ZooKeeper is an open-source distributed coordination system widely used for metadata coordination in distributed systems. However, in our production environment, several limitations became increasingly critical and began to impact business stability and user experience.

To address these challenges, Bonree ultimately chose to replace ZooKeeper with ClickHouse-Keeper, improving write performance, reducing maintenance overhead, and simplifying cluster management. To achieve a smooth migration, we also had to carefully consider automated upgrades, authentication compatibility, data migration, and data validation.

ZooKeeper vs ClickHouse-Keeper in Bonree

1. Performance and scalability limitations of ZooKeeper

As data volume and data types continued to grow, ZooKeeper became a major bottleneck for ClickHouse clusters, especially in real-time scenarios such as alert ingestion requiring second-level latency.

Key issues observed:

1.1 Limited scalability

In our self-built cloud environment, with Keeper deployed on 4C8G resources and a 3-node ZooKeeper cluster:

One cluster supports up to 5 shards (each shard: 16C32G, double replication)
Each shard generates approximately 20,000 parts
Total parts across 5 shards reach around 100,000

As data and table numbers increase, cluster expansion becomes inevitable. For every additional 5 shards, a new ZooKeeper cluster must be deployed, leading to significant operational overhead.

1.2 Performance bottlenecks

Initial state: 1TB data, ~12,000 parts → insertion latency in milliseconds
As parts grow to ~20,000 → insertion latency increases to tens of seconds

This leads to delayed ingestion, stale query results, and degraded user experience.

1.3 High resource consumption

ZooKeeper consumes significantly more resources compared to ClickHouse-Keeper:

Memory usage: ~4.5× higher
I/O usage: ~8× higher

1.4 Stability issues

ZooKeeper (Java-based) suffers from:

Frequent Full GC under improper memory tuning
Service interruptions affecting ClickHouse performance
zxid overflow issues in extreme cases

Additionally, replica synchronization depends heavily on ZooKeeper.
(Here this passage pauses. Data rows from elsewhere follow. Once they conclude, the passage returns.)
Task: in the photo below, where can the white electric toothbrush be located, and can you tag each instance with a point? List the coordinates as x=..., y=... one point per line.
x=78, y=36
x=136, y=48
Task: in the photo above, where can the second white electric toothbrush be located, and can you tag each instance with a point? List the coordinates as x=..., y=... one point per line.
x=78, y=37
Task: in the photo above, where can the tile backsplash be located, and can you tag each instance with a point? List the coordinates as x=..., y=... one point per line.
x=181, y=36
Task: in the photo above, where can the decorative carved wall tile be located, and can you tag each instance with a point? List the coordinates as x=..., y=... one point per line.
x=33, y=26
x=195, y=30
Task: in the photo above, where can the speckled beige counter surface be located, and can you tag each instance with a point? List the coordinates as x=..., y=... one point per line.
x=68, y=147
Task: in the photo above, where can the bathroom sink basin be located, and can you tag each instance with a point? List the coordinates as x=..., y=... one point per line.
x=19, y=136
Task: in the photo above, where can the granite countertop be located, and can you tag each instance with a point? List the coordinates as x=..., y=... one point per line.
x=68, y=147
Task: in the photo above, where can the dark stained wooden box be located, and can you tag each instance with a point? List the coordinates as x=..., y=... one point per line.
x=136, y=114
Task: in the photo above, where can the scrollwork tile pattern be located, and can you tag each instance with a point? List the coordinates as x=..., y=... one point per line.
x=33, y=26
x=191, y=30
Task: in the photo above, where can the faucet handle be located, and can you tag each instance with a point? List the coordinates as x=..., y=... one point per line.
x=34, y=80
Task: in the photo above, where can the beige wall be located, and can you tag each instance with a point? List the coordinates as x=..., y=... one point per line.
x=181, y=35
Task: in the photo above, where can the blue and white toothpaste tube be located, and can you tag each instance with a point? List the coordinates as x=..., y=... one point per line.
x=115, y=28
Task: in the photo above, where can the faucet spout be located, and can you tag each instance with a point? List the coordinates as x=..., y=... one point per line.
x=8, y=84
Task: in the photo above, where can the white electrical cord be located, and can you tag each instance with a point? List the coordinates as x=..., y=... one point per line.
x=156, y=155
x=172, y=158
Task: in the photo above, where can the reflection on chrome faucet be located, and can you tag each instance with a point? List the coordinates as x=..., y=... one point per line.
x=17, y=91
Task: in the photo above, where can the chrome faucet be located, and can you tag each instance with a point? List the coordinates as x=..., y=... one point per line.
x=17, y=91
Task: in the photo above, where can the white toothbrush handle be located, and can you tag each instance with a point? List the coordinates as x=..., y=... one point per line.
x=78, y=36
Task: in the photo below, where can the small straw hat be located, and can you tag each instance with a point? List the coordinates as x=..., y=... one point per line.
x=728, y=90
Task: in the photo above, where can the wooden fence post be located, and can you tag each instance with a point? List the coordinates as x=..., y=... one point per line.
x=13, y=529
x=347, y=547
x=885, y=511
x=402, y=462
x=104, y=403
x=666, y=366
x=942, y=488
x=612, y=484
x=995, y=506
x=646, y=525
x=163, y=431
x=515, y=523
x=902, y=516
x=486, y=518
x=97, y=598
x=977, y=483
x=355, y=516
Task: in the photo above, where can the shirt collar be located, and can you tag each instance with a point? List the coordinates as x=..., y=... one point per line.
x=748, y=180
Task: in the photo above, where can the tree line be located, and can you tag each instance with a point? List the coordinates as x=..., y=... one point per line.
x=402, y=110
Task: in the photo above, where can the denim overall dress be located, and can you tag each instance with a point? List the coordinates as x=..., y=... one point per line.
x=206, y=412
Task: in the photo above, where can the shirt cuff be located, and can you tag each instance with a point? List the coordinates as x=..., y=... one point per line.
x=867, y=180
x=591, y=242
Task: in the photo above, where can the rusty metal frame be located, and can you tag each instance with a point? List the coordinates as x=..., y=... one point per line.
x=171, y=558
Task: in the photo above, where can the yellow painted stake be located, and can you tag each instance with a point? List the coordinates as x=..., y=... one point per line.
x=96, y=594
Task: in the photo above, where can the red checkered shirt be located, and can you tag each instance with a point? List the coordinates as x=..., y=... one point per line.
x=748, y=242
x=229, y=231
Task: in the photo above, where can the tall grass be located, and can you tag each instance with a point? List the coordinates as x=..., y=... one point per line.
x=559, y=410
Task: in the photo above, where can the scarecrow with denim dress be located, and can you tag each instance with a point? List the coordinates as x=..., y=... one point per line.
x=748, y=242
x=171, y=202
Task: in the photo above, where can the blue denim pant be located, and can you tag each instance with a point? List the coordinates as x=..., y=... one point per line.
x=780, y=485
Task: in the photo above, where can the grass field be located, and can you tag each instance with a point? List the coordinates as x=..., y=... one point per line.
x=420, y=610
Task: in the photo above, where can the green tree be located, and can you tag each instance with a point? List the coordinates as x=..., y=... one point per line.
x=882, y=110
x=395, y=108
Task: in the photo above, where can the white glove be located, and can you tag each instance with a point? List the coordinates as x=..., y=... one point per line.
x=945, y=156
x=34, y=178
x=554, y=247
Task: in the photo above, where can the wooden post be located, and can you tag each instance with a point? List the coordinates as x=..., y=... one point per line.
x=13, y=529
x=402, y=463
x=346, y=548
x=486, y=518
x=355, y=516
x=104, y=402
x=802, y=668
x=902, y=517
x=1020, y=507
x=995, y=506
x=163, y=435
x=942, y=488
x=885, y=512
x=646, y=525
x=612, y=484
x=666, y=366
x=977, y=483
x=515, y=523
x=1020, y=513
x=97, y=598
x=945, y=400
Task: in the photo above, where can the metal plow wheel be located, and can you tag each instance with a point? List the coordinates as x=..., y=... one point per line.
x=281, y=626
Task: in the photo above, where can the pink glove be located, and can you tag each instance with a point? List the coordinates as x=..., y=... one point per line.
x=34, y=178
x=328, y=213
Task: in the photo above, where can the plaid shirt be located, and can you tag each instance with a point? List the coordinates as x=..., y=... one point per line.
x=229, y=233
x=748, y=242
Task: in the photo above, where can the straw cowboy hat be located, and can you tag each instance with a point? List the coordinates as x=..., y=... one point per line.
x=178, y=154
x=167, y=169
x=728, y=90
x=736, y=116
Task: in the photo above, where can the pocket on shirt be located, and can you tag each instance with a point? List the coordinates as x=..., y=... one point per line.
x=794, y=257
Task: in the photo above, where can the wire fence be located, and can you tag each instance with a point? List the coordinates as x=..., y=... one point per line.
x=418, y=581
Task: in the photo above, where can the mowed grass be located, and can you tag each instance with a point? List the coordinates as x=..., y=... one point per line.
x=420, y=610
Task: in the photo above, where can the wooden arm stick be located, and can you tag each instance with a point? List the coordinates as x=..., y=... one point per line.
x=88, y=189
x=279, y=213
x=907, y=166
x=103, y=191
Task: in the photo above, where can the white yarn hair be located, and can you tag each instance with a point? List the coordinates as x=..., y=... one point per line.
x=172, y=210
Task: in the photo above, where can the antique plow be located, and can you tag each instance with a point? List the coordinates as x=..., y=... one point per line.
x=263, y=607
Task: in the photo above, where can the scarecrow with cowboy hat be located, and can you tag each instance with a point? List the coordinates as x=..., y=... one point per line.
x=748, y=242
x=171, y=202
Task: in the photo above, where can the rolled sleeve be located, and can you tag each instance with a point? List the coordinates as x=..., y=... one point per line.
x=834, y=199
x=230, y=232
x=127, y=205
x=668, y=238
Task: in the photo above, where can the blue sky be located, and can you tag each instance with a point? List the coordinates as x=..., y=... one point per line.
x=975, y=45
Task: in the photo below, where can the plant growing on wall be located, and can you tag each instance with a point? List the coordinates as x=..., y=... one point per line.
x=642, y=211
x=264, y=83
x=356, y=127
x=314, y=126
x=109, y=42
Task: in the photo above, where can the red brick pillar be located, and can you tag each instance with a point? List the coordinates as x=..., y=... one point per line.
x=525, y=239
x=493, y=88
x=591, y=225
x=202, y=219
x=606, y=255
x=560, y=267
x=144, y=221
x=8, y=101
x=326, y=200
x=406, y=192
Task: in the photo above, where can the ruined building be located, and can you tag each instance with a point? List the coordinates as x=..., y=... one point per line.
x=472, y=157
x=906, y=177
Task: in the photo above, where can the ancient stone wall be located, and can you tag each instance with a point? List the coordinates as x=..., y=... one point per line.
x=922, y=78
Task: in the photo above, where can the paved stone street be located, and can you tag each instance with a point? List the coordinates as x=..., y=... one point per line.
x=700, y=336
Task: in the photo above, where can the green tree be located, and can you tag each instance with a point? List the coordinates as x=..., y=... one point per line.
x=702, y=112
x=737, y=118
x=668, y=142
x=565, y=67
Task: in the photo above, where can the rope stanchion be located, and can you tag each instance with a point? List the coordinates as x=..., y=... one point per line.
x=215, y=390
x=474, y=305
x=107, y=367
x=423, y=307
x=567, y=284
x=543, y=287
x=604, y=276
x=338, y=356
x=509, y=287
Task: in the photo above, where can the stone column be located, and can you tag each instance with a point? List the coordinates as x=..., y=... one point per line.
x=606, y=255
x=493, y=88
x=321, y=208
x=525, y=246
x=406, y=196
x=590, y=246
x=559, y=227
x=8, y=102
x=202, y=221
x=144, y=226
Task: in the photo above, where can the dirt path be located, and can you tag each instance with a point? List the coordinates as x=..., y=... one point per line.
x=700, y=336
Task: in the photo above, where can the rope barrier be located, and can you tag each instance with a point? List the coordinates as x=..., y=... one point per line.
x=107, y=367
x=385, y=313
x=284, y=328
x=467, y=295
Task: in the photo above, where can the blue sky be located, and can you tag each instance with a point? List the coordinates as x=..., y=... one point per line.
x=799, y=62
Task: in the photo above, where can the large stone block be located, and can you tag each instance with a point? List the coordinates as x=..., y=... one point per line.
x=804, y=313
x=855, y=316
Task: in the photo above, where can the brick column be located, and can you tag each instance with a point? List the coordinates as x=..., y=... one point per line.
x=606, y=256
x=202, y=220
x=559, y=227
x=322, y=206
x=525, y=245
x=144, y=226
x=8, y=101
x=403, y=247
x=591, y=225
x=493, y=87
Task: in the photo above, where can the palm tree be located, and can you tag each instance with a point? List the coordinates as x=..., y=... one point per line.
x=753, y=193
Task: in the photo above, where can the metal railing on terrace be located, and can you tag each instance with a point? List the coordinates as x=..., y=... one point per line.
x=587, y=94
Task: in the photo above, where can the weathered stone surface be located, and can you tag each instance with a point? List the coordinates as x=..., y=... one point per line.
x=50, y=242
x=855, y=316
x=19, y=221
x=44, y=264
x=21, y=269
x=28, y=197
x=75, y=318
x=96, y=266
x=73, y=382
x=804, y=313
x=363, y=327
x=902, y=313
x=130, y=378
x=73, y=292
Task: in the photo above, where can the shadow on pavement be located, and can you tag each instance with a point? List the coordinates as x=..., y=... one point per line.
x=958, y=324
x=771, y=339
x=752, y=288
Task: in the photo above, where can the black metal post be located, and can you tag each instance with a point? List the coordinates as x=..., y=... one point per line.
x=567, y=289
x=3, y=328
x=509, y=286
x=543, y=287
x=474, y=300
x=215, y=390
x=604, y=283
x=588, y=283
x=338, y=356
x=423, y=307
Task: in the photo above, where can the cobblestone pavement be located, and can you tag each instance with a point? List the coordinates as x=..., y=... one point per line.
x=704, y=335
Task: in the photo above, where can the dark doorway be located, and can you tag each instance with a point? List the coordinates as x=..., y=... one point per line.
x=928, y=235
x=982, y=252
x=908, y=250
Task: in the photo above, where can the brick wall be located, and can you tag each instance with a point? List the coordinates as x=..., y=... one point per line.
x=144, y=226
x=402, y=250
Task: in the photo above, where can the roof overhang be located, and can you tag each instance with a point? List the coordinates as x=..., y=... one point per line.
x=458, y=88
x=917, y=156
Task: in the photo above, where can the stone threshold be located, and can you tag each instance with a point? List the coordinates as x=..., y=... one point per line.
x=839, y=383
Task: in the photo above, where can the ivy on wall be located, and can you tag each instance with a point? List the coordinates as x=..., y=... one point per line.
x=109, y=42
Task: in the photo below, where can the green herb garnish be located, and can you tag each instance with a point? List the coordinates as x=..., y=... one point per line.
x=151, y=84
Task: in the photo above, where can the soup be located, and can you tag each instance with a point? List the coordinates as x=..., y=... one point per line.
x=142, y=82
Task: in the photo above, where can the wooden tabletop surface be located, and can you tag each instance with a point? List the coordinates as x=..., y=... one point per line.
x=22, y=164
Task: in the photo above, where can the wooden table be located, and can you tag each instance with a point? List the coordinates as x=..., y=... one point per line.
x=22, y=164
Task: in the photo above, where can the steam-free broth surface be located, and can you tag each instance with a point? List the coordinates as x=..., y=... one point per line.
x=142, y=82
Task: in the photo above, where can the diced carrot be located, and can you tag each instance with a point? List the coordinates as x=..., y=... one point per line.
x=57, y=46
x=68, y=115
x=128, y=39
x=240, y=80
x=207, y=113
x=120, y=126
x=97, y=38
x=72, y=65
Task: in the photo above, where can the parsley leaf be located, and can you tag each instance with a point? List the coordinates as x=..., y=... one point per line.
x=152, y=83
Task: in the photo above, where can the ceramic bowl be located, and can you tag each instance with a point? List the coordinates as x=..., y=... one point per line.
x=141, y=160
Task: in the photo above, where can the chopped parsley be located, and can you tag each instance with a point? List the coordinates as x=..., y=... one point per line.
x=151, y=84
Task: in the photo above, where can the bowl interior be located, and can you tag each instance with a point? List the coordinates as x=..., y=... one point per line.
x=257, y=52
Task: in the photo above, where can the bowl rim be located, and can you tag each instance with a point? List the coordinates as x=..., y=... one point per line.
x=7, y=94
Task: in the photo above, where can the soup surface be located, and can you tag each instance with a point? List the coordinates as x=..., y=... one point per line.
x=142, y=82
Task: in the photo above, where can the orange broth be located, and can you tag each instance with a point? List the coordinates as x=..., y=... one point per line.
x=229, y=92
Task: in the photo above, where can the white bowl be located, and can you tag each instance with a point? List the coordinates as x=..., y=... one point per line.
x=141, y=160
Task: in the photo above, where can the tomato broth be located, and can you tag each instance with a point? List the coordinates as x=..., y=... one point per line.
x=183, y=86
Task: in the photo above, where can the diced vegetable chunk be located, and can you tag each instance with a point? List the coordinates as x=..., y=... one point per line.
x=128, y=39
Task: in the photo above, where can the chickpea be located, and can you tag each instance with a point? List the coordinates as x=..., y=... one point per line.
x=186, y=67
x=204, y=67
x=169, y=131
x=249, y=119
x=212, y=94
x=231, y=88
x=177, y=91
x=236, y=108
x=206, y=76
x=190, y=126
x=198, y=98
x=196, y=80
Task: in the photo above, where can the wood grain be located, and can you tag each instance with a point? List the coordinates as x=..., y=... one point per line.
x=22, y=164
When ZooKeeper performance degrades, background threads may become overloaded, causing replication delays and backpressure.

In our production environment, replica delay queues exceeded 10,000+ pending parts, severely affecting query freshness and correctness.

Gemini_Generated_Image_ttfno1ttfno1ttfn

2. Why ClickHouse-Keeper

Given the above limitations and the write-heavy, analytics-oriented workload, Bonree selected ClickHouse-Keeper as a replacement.

2.1 Compatibility

ClickHouse-Keeper is fully compatible with ZooKeeper client protocols:

No client-side modification required
Standard ZooKeeper clients can connect directly
Seamless integration with ClickHouse ecosystem

2.2 Data migration

We used the clickhouse-keeper-converter tool to migrate ZooKeeper snapshots:

Converts ZooKeeper snapshots into ClickHouse-Keeper format
Supports millions of nodes in minutes
Reduces service downtime significantly

2.3 Improved stability

ClickHouse-Keeper is written in C++:

Eliminates Java GC-related issues
Provides more stable runtime behavior
Better controllability via runtime tuning

2.4 Better performance and resource efficiency

Metadata is stored in a more compact format
Lower CPU, memory, and disk I/O usage
Significantly higher throughput under the same hardware conditions

Gemini_Generated_Image_xyn7xmxyn7xmxyn7

Evolution of Bonree’s Architecture

1. Original ZooKeeper-based architecture

As business complexity increased, Bonree introduced:

Multiple ClickHouse clusters for different SLA levels
Physical resource isolation for critical vs general workloads

Initially, ZooKeeper was used in a multi-cluster architecture:

5 ZooKeeper clusters for shard management and metadata separation
Each cluster managing ~5 shards
One shared cluster for metadata storage

However, this led to:

15 ZooKeeper nodes in total
High operational complexity
Increasing performance and stability risks

2. ClickHouse-Keeper-based architecture

After adopting ClickHouse-Keeper:

ZooKeeper clusters were consolidated
A single ClickHouse-Keeper cluster can support 15+ shards
Operational complexity significantly reduced
Improved ingestion performance and replication stability

3. Pre-migration preparation

Even after stopping data ingestion, ClickHouse background tasks (e.g., merges) continue modifying ZooKeeper metadata.

To ensure consistency:

We used SYSTEM STOP MERGES
Paused all background metadata modifications
Ensured ZooKeeper and ClickHouse-Keeper snapshots remained consistent

This enabled accurate pre- and post-migration validation with minimal downtime (within ~30 minutes).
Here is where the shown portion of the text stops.